When he did look he just stared. He saw nothing but the printed blur. He could hardly believe his eyes. Things like this didn’t happen. They couldn’t!
But this had.
Bristow lit a cigarette with a hand which trembled in spite of his efforts to control it, and not until he had drawn at it several times did he trust himself to read farther than the headlines. For the headlines — due to the fact that news was scarce and that there had been no real sensation for several weeks — were sprawled right across the front-page in heavy black letters:
THIEF CHALLENGES SCOTLAND YARD WHO IS THE BARON?
The Baron! Bristow muttered the name to himself a dozen times. The Baron! The name that had been on his tongue for months past, the elusive and, until that morning, secretive and comparatively unknown name of the thief who had started with the Dowager Countess of Kenton’s brooch and who had continued with a dozen or more thefts, completely hoodwinking the police every time, was now in black and white in front of him.
The Baron . . .
Bristow swore as he had rarely sworn in his life.
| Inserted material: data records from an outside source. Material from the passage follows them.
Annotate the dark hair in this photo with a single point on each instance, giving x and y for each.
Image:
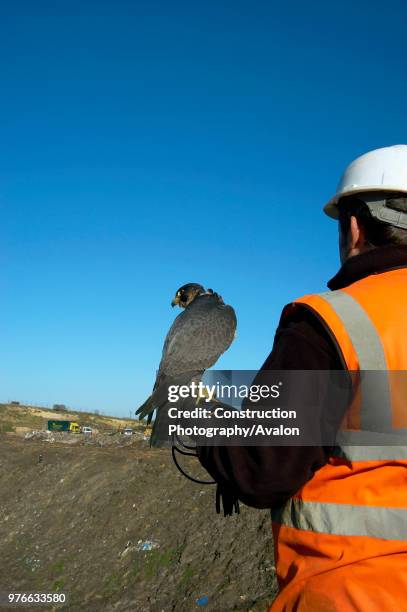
(377, 233)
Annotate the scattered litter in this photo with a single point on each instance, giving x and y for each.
(147, 545)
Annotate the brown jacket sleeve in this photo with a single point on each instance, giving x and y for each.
(265, 477)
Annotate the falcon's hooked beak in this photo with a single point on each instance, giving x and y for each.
(176, 300)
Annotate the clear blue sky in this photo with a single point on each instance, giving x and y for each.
(144, 145)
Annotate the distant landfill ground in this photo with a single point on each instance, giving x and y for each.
(112, 523)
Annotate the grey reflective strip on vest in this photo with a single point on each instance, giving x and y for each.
(344, 519)
(375, 410)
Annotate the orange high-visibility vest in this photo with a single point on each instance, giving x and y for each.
(341, 541)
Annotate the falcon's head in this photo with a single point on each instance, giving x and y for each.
(186, 294)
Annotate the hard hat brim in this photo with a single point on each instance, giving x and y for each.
(331, 207)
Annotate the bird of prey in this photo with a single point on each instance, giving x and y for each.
(197, 338)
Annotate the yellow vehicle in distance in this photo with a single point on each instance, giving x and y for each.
(68, 426)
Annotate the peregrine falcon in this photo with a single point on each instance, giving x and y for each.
(197, 338)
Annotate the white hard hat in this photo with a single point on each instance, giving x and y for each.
(383, 170)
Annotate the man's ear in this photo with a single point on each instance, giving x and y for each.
(356, 235)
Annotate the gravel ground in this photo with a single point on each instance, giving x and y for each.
(115, 526)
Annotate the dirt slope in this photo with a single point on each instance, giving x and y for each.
(75, 521)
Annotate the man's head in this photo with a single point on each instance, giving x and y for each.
(371, 202)
(360, 231)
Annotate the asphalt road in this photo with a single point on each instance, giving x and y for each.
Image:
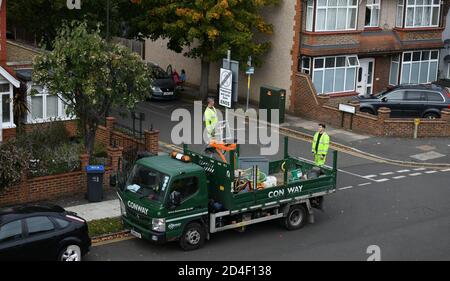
(403, 211)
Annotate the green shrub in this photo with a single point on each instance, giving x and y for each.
(14, 162)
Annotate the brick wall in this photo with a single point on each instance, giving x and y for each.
(312, 106)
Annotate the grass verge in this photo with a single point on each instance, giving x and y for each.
(105, 226)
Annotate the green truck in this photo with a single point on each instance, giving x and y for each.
(188, 196)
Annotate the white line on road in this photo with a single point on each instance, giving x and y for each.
(381, 180)
(403, 171)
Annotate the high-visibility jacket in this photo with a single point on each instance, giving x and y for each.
(324, 144)
(210, 120)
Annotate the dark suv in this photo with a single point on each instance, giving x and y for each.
(42, 232)
(409, 101)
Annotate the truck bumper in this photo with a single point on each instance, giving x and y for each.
(150, 235)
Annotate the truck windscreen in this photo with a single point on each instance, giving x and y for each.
(148, 183)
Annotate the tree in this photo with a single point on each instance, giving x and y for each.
(28, 15)
(91, 76)
(206, 29)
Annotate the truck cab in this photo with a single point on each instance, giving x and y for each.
(160, 195)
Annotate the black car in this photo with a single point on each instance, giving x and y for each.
(42, 232)
(164, 86)
(409, 101)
As he read the story he scowled. He was still inclined to think that he was dreaming, that this thing couldn’t be true, but the facts were there in front of him.
Centred beneath the headlines was a letter, printed in bold type, and obviously written very carefully. Before it was a statement that the Morning Star had the story on the best authority.
I have been working against the police for some months, without the slightest cause for worry. At the house of Colonel George Belton I took the pearl-necklace that has since caused so much publicity and speculation. My method was simple, which may explain the ease with which the burglary was accomplished. But simplicity begets monotony. It occurs to me that this letter may stir the police to greater efforts to apprehend.
THE BARON
Detective-Inspector William Bristow read this delightful effort three times. Finally he began to mutter. And then — it should be remembered that Old Bill always had a habit of doing the unexpected — he began to laugh.
He laughed until Mrs Bristow began to wonder whether he had finished going off his head — she felt sure that that early-morning tea had been the first stage — and she stumbled downstairs, clutching her dressing-gown about her, followed closely by Joan, their daughter. The sight of the Inspector, pyjama-clad, ruffled, and a little sleepy-eyed, but roaring with laughter, would have struck any policeman at the Yard as uproariously funny, but it made his family a little apprehensive.
“Bill,” said Mrs Bristow firmly, “stop it! You’ll have the whole street think you’re off your head.”
Bristow made a great effort to control himself.
“Street?” he gasped. “Only the street ? What about the rest of the town, m’dear? Look at that. Look at it!”